HUMAN’s Satori Threat Intelligence and Research team has uncovered a complex malware operation dubbed “BADBOX 2.0,” which has infected over 1 million consumer devices worldwide.
This operation, an expansion of the previously disclosed BADBOX threat, primarily targets low-cost, off-brand Android Open Source Project devices with a sophisticated backdoor.
The BADBOX 2.0 operation begins with the installation of a backdoor, dubbed BB2DOOR by researchers, which provides threat actors with persistent privileged access to infected devices.
This backdoor is distributed through three primary channels: pre-installation on devices, retrieval from command-and-control (C2) servers upon first boot, and downloads from third-party marketplaces by unsuspecting users.
Residential Proxy Services and Ad Fraud Schemes Enabled by Backdoor
The malware operation involves four distinct threat actor groups: SalesTracker Group, MoYu Group, Lemon Group, and LongTV.
These groups collaborate and share infrastructure to carry out various fraud schemes, including the sale of residential proxy services, programmatic ad fraud, and click fraud.
One of the most concerning aspects of BADBOX 2.0 is its distribution through seemingly legitimate apps on the Google Play Store.
Researchers identified 24 “evil twin” apps with corresponding “decoy twin” apps in the Play Store, sharing package names to give the appearance of legitimate ad requests.
These apps, which have accumulated over 50,000 downloads, generate fraudulent ad traffic primarily from BADBOX 2.0-infected devices.
The malware’s capabilities extend beyond ad fraud. Infected devices can be used as part of a botnet to conduct various attacks, including account takeover attempts, fake account creation, DDoS attacks, and malware distribution.

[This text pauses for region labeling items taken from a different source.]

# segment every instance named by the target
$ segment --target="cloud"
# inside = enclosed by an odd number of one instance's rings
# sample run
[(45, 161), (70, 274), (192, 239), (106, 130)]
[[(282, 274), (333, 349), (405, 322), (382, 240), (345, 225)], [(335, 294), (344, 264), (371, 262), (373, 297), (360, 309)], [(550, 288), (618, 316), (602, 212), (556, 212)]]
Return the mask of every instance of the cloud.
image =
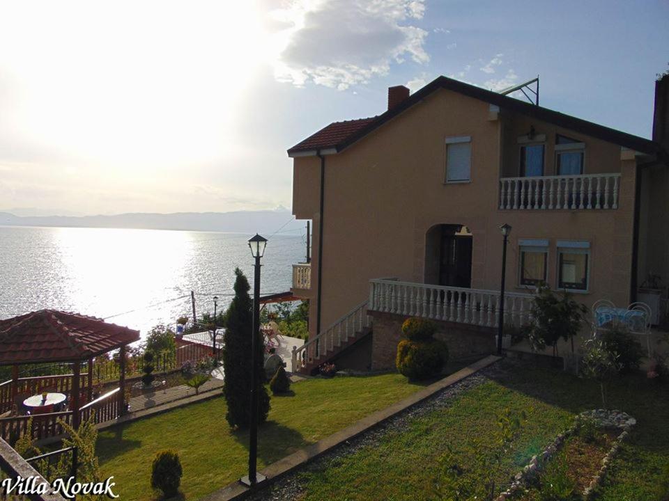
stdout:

The residential proxy services offered by the threat actors further facilitate these downstream attacks by masking the true origin of malicious activities.
According to the Report, HUMAN has worked closely with Google and other partners to disrupt the BADBOX 2.0 operation.

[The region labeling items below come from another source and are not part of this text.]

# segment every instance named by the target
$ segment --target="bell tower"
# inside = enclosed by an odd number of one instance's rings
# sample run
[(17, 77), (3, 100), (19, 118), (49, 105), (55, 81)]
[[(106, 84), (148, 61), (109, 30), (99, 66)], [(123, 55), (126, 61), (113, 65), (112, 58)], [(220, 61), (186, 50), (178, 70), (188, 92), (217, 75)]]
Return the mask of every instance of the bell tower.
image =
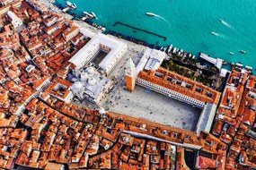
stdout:
[(126, 87), (129, 91), (133, 91), (135, 88), (135, 64), (129, 58), (126, 65)]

Google has taken action to terminate publisher accounts associated with BADBOX 2.0 from its ad ecosystem and has implemented measures to protect users through Google Play Protect.

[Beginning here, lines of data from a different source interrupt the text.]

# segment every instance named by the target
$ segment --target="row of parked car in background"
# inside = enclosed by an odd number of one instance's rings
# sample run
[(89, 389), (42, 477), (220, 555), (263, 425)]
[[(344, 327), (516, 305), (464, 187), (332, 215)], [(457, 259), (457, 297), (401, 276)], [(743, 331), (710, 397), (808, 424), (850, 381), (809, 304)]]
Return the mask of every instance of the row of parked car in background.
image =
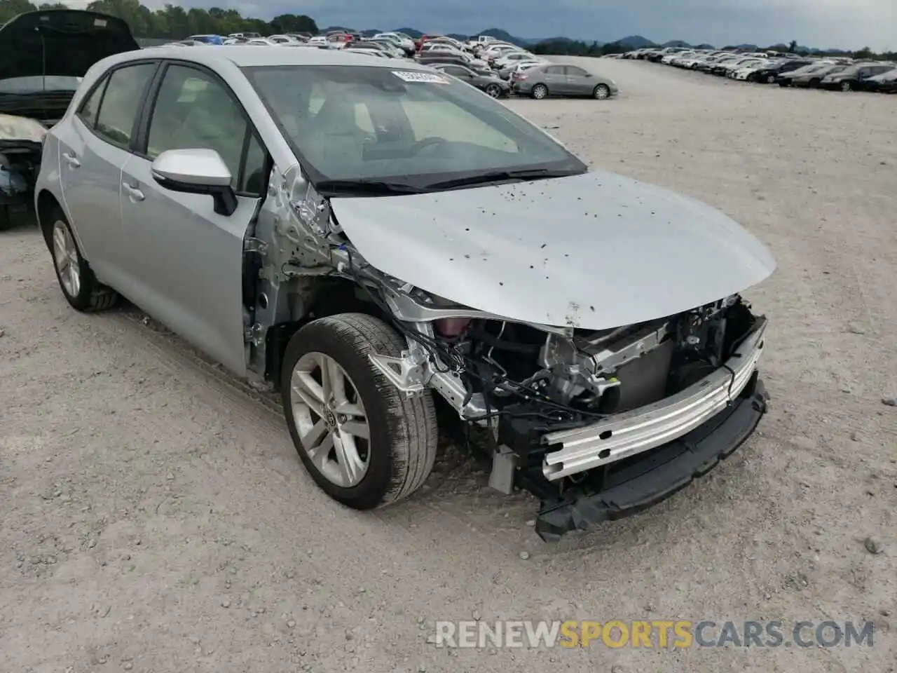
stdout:
[(352, 31), (324, 35), (307, 32), (262, 37), (257, 33), (191, 35), (170, 43), (183, 47), (246, 44), (342, 49), (380, 58), (413, 59), (465, 80), (490, 96), (511, 94), (537, 100), (549, 96), (588, 96), (604, 100), (618, 92), (613, 80), (577, 66), (553, 64), (510, 42), (488, 35), (467, 40), (444, 35), (412, 38), (399, 31), (363, 37)]
[(897, 63), (778, 51), (737, 52), (666, 47), (635, 49), (623, 58), (662, 63), (739, 82), (851, 92), (897, 92)]

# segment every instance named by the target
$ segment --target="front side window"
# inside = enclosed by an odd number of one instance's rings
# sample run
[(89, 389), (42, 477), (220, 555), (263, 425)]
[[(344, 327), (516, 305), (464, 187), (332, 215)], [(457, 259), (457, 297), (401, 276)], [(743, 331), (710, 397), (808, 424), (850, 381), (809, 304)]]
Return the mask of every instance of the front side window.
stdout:
[(587, 170), (469, 84), (399, 67), (244, 71), (313, 181), (389, 179), (425, 188), (497, 170)]
[(112, 71), (100, 103), (97, 134), (118, 144), (131, 143), (137, 112), (155, 69), (154, 63), (141, 63)]
[(146, 155), (194, 148), (217, 152), (240, 187), (240, 161), (250, 127), (230, 92), (211, 74), (184, 66), (165, 71), (150, 120)]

However, the threat actors may adapt and relaunch their operations, highlighting the need for continued vigilance and research to address vulnerabilities in the supply chain that enable such large-scale threats.
The BADBOX 2.0 investigation underscores the increasing sophistication of cybercriminal operations and the importance of collaborative efforts in cybersecurity.
As threat actors continue to band together and share resources, organizations must adopt a collective approach to protect against evolving threats that span the entire customer journey, from advertising to website visits and logins.